Llevaba una coleta perfectamente ajustada, unos jeans y una blusa blanca bajo un saco negro con capucha. Después de mirarme seriamente, le pidió a los chicos que se fueran. Jace, mi caballero de ojos azules , me tocó el hombro. Travis, mi hermanito de otra madre, siempre tan reservado, se echó la bendición por mí. Payton, mi payaso favorito, siempre sabía cómo hacerme sentir mejor, así que me sonrió para calmarme.
—Creo que te dejé muy claro lo peligroso que es todo. Recuerda que estamos sobreviviendo en un juego sin saber cuándo terminará ni cuándo vamos a morir. No sabemos las intenciones de los demás, pero claro, la niña decidió ser una rebelde —bufó.
—No sabemos si quieren acabar con nosotros para encontrar la cura —continuo mientras se notaba el enojo y desespero en su voz.

—Si fuera así, ¿por qué el que me disparó no se quedó con mi cuerpo y mi sangre? ¿Por qué, eh? Respóndeme, si eres tan sabia —le respondí. Al escuchar eso, se levantó de su silla, se acercó a mí y me dio una cachetada. Nunca le había contestado de esa manera; el sonido del golpe resonó en toda la habitación. Los chicos bajaron rápidamente, pero Izabel levantó la mano para que supieran que no debían acercarse. El dolor se fue atenuando.
—Si yo supiera más que tú, ya te habría dicho qué hacer en una situación así. Pero tú solo te concentras en pensar en cómo sería la vida si el virus no nos la hubiera arruinado. Ya el virus nos arruinó la vida, no podemos hacer nada más que agradecer porque seguimos con vida.

—Agradecer... ¿agradecer? —reí sarcásticamente—. No me hagas reír, porque aquí no hay nada que agradecer. Estamos viviendo un infierno, ¿entiendes? Un infierno. ¿Crees que es vida no poder salir? ¿No poder vivir? ¿No poder respirar bien por miedo a que el virus contamine el aire, el agua o tal vez todo lo que nos rodea? —grité, antes de devolverle el golpe que me había dado.
—Para ti esto es un infierno porque solo eres una niñita estúpida que solo piensa en morir. Mírame... acepto que a veces esto no es la gloria, pero prefiero estar viva a retorcerme en mi tumba por todo lo que pasa en este mundo —dijo Iza, antes de darme un golpe en la nariz que me dejó sangrando—. Somos afortunadas; podremos hacer algo, lo sé, y no voy a tirar mi esfuerzo de años a la basura porque a ti no te gusta.
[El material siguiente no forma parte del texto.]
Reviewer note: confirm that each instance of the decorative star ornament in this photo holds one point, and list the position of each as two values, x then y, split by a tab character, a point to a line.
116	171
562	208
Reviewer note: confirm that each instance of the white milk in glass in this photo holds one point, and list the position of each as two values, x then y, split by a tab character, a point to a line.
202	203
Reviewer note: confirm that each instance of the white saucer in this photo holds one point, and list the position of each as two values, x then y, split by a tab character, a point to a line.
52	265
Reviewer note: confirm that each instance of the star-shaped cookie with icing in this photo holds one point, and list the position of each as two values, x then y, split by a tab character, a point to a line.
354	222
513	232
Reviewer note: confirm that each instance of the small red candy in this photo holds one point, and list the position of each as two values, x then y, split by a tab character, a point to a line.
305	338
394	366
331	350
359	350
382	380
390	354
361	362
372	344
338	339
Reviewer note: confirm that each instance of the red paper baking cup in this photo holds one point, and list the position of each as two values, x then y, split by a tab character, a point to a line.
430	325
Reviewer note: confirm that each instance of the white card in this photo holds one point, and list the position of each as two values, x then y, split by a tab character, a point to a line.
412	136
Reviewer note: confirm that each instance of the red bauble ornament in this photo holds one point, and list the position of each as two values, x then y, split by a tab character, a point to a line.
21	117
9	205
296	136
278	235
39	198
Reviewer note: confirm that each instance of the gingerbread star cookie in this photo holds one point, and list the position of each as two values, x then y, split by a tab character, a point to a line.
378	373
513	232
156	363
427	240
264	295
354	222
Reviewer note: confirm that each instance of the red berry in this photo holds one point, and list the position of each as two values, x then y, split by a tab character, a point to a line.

Si quieres, vete; si quieres, suicídame, pero no voy a tirar mi esfuerzo, porque si lo tiro, terminaríamos en un desastre. Así que, si quieres, muérete; a mí no me importará.

Cuando se dio cuenta de lo que había dicho con tanta rabia, se tapó la boca e intentó decir algo, pero se quedó en silencio.
—Eli, no te vayas... por favor. Lo siento, no quise decir eso. Por favor —me suplicó entre sollozos.
—¡Déjame sola! —le grité, antes de salir de la casa.